Enfin, les coûts initiaux estimés à 50 milliards de dollars sont revus à la hausse, avec des frais d’entretien d’environ 145 milliards pour les 60 prochaines années. Certains médias n’ont pas hésité à exagérer les chiffres, allant même jusqu’à annoncer que la partie australienne aurait envisagé d’annuler la collaboration de Naval Group. Par la suite, le gouvernement australien réfuta toutes ces informations calomnieuses et le PDG, Hervé Guillou qualifia « d’attaque » ces campagnes de désinformation, accusant des médias de relayer volontairement ces informations dans le but de nuire à leur réputation. Mais la transparence dont a fait preuve le gouvernement australien vis-à-vis du contrat, n’a pas facilité le processus. Dans ce cas de figure, l’influence de l’opinion publique locale, amplifiée par la résonance de la campagne médiatique, a fait peser une menace temporaire sur la fiabilité du contrat.
La difficulté de lecture des jeux cachés des parties prenantes
Malgré une notoriété et une expérience qui ne sont plus à démontrer, la position du géant industriel en Australie est fragile, car c’est sa première collaboration avec le gouvernement australien. L’américain Lockheed Martin, qui devra gérer la conception du système de combat de ces mêmes sous-marins, est implantée depuis longtemps en Australie. Cela rend l’exercice d’autant plus difficile pour Naval Group de prouver sa fiabilité, quand il doit collaborer avec une entreprise qui a déjà l’entière confiance du gouvernement. Lockheed bénéficie indirectement de ces attaques, car cela lui permet d’affirmer encore plus sa position dominante dans l’industrie militaire australienne. Le PDG de Martin Lockheed, ayant par ailleurs déclaré des propos similaires à John Davis sur l’importance qu’aura la sous-traitance australienne, n’a pourtant pas écopé du même scandale que le Naval Group dans la presse nationale.
La concurrence entre constructeurs européens a sans doute joué dans les retombées informationnelles de cette confrontation commerciale. En effet, Naval Group a devancé plusieurs groupes du vieux continent lors de précédents appels d’offres durant lesquels la concurrence fut acharnée entre Naval Group, BAE system au Royaume Uni, Navantia en Espagne, TKMS en Allemagne, Damen aux Pays Bas, et Kockum en Suède) notamment au Brésil et en Inde.

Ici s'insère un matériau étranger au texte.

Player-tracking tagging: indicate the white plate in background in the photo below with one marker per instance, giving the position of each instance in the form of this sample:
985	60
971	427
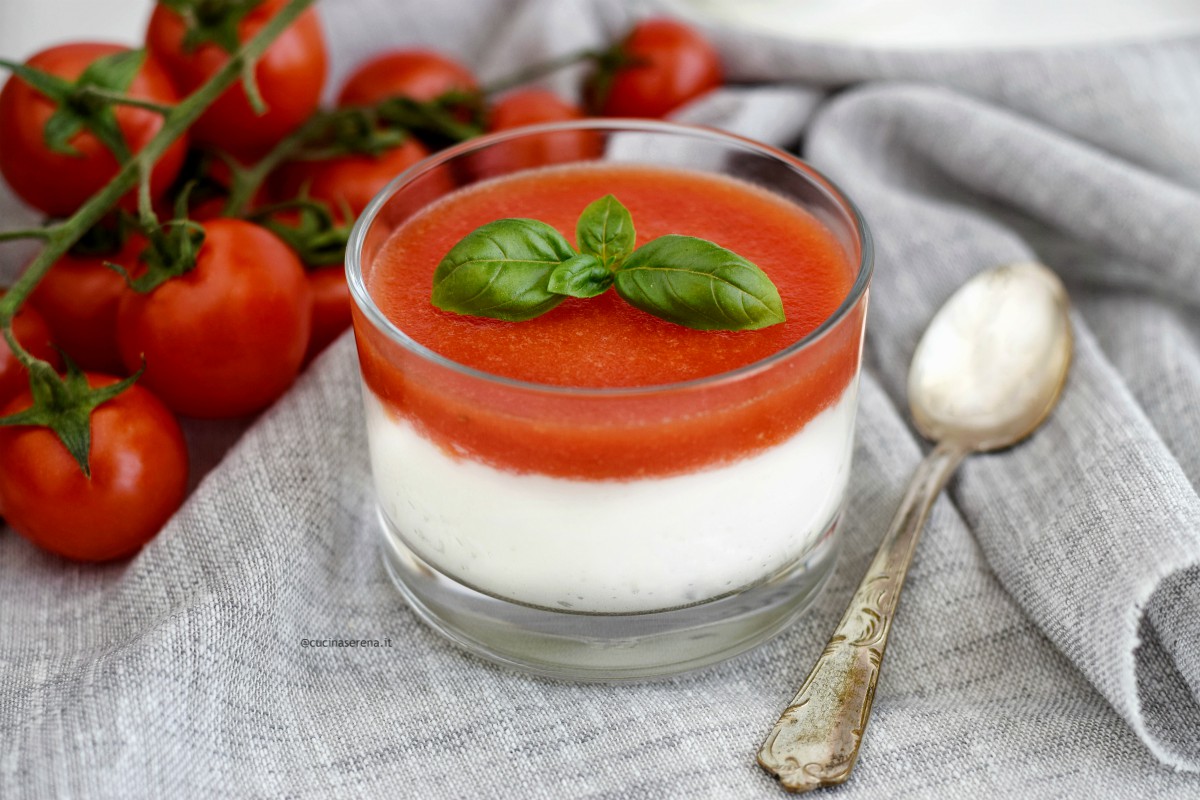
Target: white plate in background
952	23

De son côté, le PDG de Jaycar Electronics, fabriquant de batteries australiennes, a commandé une étude (représentant un groupe de citoyens inquiets du programme actuel du gouvernement) qui mettrait en avant l’avantage à choisir le concurrent suédois de Naval Group, Kockum, dans la perspective d’un nouvel appel d’offre. Bien que rejetée par le gouvernement de Canberra, cette campagne de lobbying montre que les potentiels sous-traitants australiens ont eu aussi intérêt à déstabiliser l’industriel français. De plus, comme l’a prouvé la hausse de 50 à 60% la part de sous-traitance australienne lors de la mise en cause de Naval Group, le ministère australien de la défense a tout intérêt à tirer quelques avantages de la position délicate de son partenaire.